Que d’eau, que d’eau !

Inondation

Inondation

Météorologie / La succession d’épisodes pluvieux rapprochés complique la gestion du pâturage et repousse la récolte des foins. Les potentiels de rendement des cultures d’hiver sont impactés par l’asphyxie des sols, tandis que la pression des maladies fongiques augmente.

Sale temps pour l’agriculture. Le cours répit du début du mois de mai a été suivi d’une nouvelle série de perturbations, accompagnées ça et là de forts coups de vent, de grêle, et de pluies torrentielles. « Au cours des cinq premiers mois de l’année, les cumuls de précipitations atteignent déjà 80 % de la moyenne annuelle des cinq dernières années », expose Émeric Courbet, conseiller grandes cultures à la Chambre d’agriculture de Haute-Saône. La situation, déjà délicate début mai, tourne à la catastrophe. Si 90 % des maïs environ ont été semés à l’échelle du département, certaines exploitations sont loin du compte, notamment dans les zones qui avoisinent la Saône et l’Ognon. « Certaines exploitations n’ont semé que la moitié de leur surface en maïs et en soja, les parcelles inondables sont sans arrêt sous l’eau. Et les semis ne reprendront certainement pas avant le 10 juin. » Si pour les maïs destinés à l’ensilage, semer après le 10 juin n’est pas problématique, il faut néanmoins penser à changer de classe d’indice de précocité pour les maïs grains. « Le modèle climatique, qui prend en compte le cumul des températures en base 6-30, montre que les 1700°C nécessaires à la maturité d’un maïs grain d’indice 350 seront péniblement atteints en fin d’année… ce qui se traduira par des frais de séchage supplémentaires, sans parler des problèmes sanitaires, avec les risques de mycotoxines que comporte une récolte tardive. »

Limaces, pucerons, maladies
Les cultures de printemps, dont les conditions d’implantation n’ont déjà pas été optimales, sont confrontées à « des quantités de limaces rarement été observées. »
Côté céréales, il semble que les sept plaies d’Égypte se soient données rendez-vous cette année. « Normalement lors d’années humides, il n’y a pas d’insectes ! Sauf cette année 2016, où en plus de la septoriose sur blé, les pucerons sont présents. Ils étaient présents cet hiver. Ils sont présents aussi sur tournesol. La pression maladie est très élevée, et de la verse est observée. Pour protéger les céréales, il faut investir dans des fongicides, mais la conjoncture actuelle n’est pas à l’investissement, compte-tenu de la faiblesse des prix de céréales annoncés. Or l’azote et les fongicides sont des intrants  »fonction de production », ce qui fait que si on baisse la garde sur les fongicides, l’azote qui a été apporté tout au cours du cycle ne sera pas valorisé. » Cruel paradoxe donc, que d’être obligé de traiter pour limiter les pertes… De plus, l’engorgement des sols en eau, alors que la floraison a commencé, va entamer les potentiels de rendement.

Foins retardés
Les éleveurs du département ne sont pas en reste.
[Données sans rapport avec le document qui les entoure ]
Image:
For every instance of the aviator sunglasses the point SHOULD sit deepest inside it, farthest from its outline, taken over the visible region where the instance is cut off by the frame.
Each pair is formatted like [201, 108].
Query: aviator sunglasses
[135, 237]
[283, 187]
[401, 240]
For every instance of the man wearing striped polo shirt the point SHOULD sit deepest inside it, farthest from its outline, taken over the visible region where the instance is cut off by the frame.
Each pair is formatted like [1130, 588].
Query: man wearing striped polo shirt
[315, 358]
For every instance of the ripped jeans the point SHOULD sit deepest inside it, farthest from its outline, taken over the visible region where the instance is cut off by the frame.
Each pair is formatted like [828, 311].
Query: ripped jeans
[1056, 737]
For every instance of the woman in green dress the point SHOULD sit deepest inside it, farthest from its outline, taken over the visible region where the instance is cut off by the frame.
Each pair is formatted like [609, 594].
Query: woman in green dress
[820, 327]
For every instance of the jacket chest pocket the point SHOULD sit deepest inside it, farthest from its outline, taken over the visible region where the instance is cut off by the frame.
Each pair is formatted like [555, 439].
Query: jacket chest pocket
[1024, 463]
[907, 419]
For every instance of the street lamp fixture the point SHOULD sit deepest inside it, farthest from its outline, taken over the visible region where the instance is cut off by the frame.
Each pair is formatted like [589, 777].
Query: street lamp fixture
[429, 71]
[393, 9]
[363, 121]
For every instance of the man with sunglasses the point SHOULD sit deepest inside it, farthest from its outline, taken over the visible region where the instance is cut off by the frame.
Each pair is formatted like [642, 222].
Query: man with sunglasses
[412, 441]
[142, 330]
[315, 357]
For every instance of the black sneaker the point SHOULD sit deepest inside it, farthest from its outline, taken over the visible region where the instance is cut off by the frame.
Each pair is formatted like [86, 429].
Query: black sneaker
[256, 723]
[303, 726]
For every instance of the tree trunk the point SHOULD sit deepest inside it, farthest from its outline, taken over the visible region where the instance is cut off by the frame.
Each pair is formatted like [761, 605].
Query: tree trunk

Les solutions mises en avant pour éviter de trop dégrader les pâtures trouvent leurs limites quand le temps humide perdure, sans épisode de sec suffisant pour permettre le ressuyage. « Il faut tenter de limiter les gaspillages en faisant pâturer, ne serait-ce que quelques heures par jour, car l’herbe continue de pousser », préconise Honorine Adam, de Haute-Saône Conseil Élevage. Quant à la récolte du foin, qui permettra de nourrir les troupeaux cet hiver, elle a aussi pris du retard, ce qui se traduit par une baisse de valeur alimentaire (lignification) et çà et là des verses, synonymes de fourrage souillé par la terre. « Ceux qui ont fait le choix d’enrubanner début juin ont pu sauver les meubles, car depuis il n’y a pas eu de créneau favorable. » relève Emeric Courbet. Les valeurs alimentaires de ces enrubannés s’annoncent en revanche correcte, d’après les premiers résultats d’analyse réalisés en Haute-Saône. « En moyenne, on est à 0.91 UFL, donc des fourrages intéressants en énergie, ce qui est lié avec leur bonne digestibilité (74%). En revanche, les plantes sont moins bien pourvues en azote. On est à 12 MAT, soit 79 et 73, PDIN et PDIE. Il faudra donc prévoir de corriger ces fourrages en protéines pour équilibrer les rations des vaches laitières. », détaille Honorine Adam, sur la base des résultats de 20 échantillons d’herbe destinée à l’enrubannage, récoltés entre le 3 et le 10 mai (en majorité des associations ray-grass & trèfle).